Expected Value The following table shows the profit from a $1 bet in a video poker game.
|Four of a Kind||0.00225||$39|
|Three of a Kind||0.06883||$2|
|Jacks or Better||0.18326||$0|
|Less than Jacks or Better||0.58076||-$1|
Source: Barnett, Tricia, “How Much to Bet on Video Poker,” Chance, Vol. 24, No. 2, Spring, 2011
(a) Determine the expected value of the game.
(b) Suppose a player can play 30 games in one hour. What are the expected losses of the player after 6 hours of playing?
- The Binomial Probability Distribution – This section presents the binomial probability distribution. We consider this an important section as a preview of inference on proportions.
- Be sure students verify that the requirements for a binomial experiment are satisfied for each probability experiment.
- As mentioned earlier, I recommend spending time on explaining the origins of the binomial probability distribution function. It is also worthwhile to use the formula for some simple probability experiments. However, we also recommend that technology be used to obtain binomial probabilities for a majority of the problems. This will allow for time to be dedicated to explaining what the results represent. Developing this skill will serve the students well when it comes time to look at hypothesis testing from the P-value point of view.

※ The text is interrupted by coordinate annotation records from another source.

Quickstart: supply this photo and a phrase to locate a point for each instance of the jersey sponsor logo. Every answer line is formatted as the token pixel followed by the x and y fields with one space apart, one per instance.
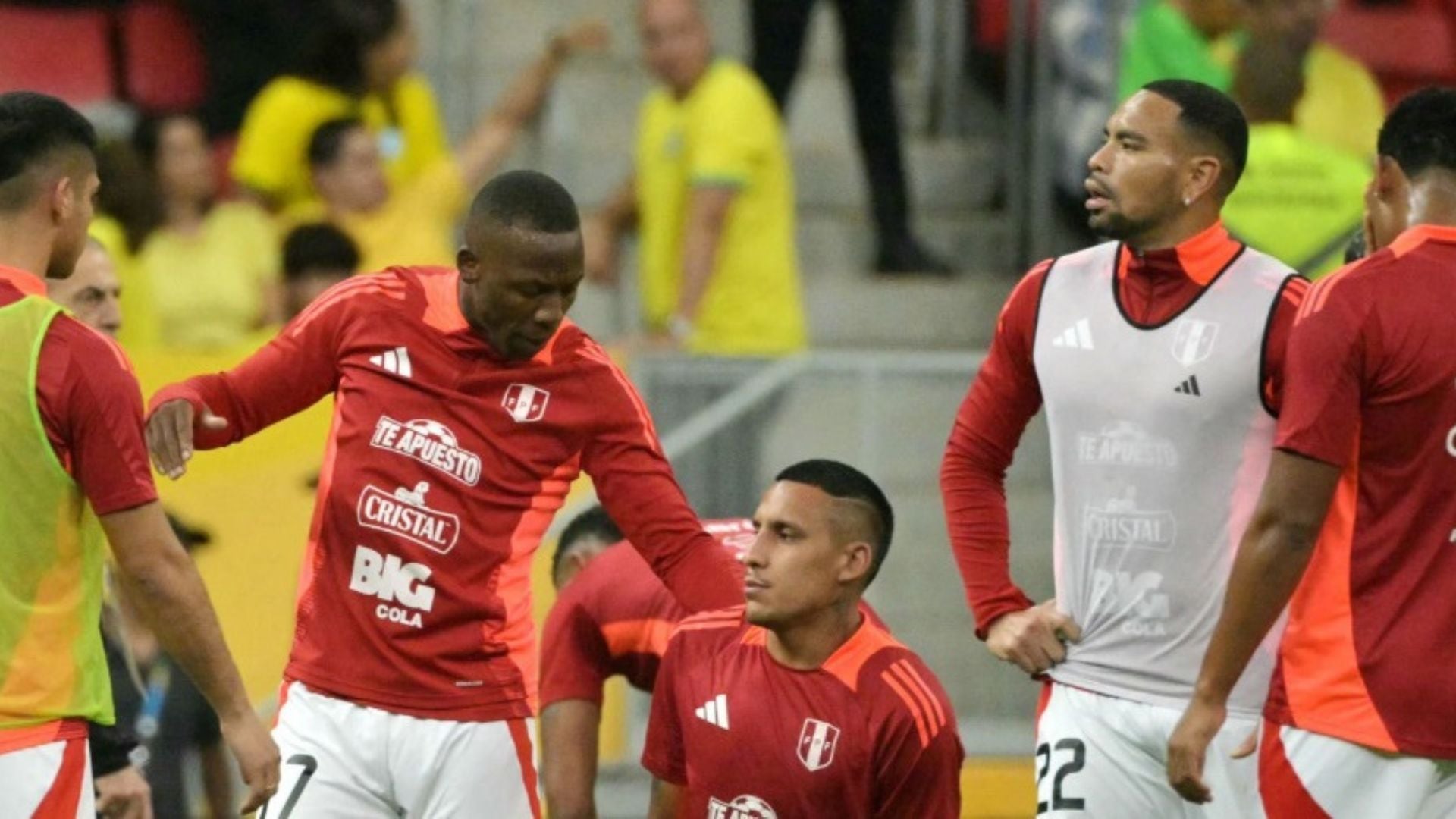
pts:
pixel 1076 337
pixel 1193 340
pixel 395 362
pixel 742 808
pixel 430 444
pixel 394 580
pixel 817 744
pixel 714 711
pixel 1126 444
pixel 1120 523
pixel 525 403
pixel 1188 387
pixel 1134 601
pixel 405 513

- I also recommend that binomial probabilities be computed based on results of a poll. For example, suppose nationwide that 36% of adult Americans have nothing saved for retirement. Further suppose you conduct a survey of 100 Americans with a bachelor’s degree and find that 45 have nothing saved for retirement. Use the binomial probability distribution function to determine the likelihood (probability) of obtaining 45 or more successes in 100 trials of an experiment in which the probability of success is 0.36. Is the result unusual? What might we conclude based on this result? Another area of discussion: notice that a “success” in this experiment is not something positive (here, a success is finding an individual who has nothing saved for retirement).
- Finally, spend time discussing the roles that n and p play in the shape of the distribution of a binomial random variable. Consider using the Binomial Distribution applet in StatCrunch for this.
A Drug Study Toxic Epidermal Necrolysis (TEN), also known as Lyell’s syndrome, is a life-threatening disease characterized by blisters that cover the skin and extensive peeling off of skin. In a double-blind, randomized, placebo-controlled study of the effects of a drug called thalidomide on TEN, it was found that 10 of the twelve patients in the thalidomide group died compared with three of ten in the placebo group. Using the methods of this section, explain why the study was stopped. What does this result suggest? Source: Randomized Comparison of Thalidomide Versus Placebo in Toxic Epidermal Necrolysis, Wolkenstein, Pierre et al. The Lancet, Volume 352, Issue 9140, 1586-1589. Answer: P(X > 10) = 0.0002 assuming p = 0.3.
- The Poisson Probability Distribution – This distribution may be skipped without loss of continuity. I do not cover this material in my classes.
- As with binomial probabilities, we recommend using technology to find probabilities. o Continue to emphasize the interpretation of probabilities in this section and use the probability distribution function to identify unusual results as a way to foreshadow P-values.